On Wed Sep 13 2006 at 17:44, [EMAIL PROTECTED] wrote:
> Until now, I was happy and confident in the use of Nessus's TCP scanner.
> Today, I had to scan a new machine, behind a FW / router
Does this firewall implement some kind of "defense"? Especially
against floods?
> I already scanned machines in this configuration
So did I, until I crashed a firewall, and a load balancer a while
later. I do not recommend scans through any kind of stateful device.
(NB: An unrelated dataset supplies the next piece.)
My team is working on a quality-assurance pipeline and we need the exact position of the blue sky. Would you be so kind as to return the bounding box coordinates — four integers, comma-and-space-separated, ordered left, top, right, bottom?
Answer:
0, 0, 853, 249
> Nessus TCP scanner reported 0 open ports
That's very odd. Did it run? Did you try to sniff the traffic between
the machines?
If you are running Nessus 2.2.x, you could also edit
nessus_tcp_scanner.c, change the DEBUG constant, recompile & reinstall
the plugin & retry. I should be able to interpret the results from
nessusd.dump
> My question is : What can I do in order to be sure that the nessus TCP
> scanner gives me the right results?
> Is there parameters I can play with?
nessus_tcp_scanner changes its behaviour automatically when the remote
target starts dropping packets. The initial & maximum number of
parallel TCP connections are modified by several parameters.
The most important parameters are max_checks ("number of checks to
perform at the same time") and safe_checks.
If you set max_checks to 1 and safe_checks to TRUE, nessus_tcp_scanner
will be much less "aggressive". This might solve your problem, *if*
the firewall is trying to protect the target against a "SYN flood".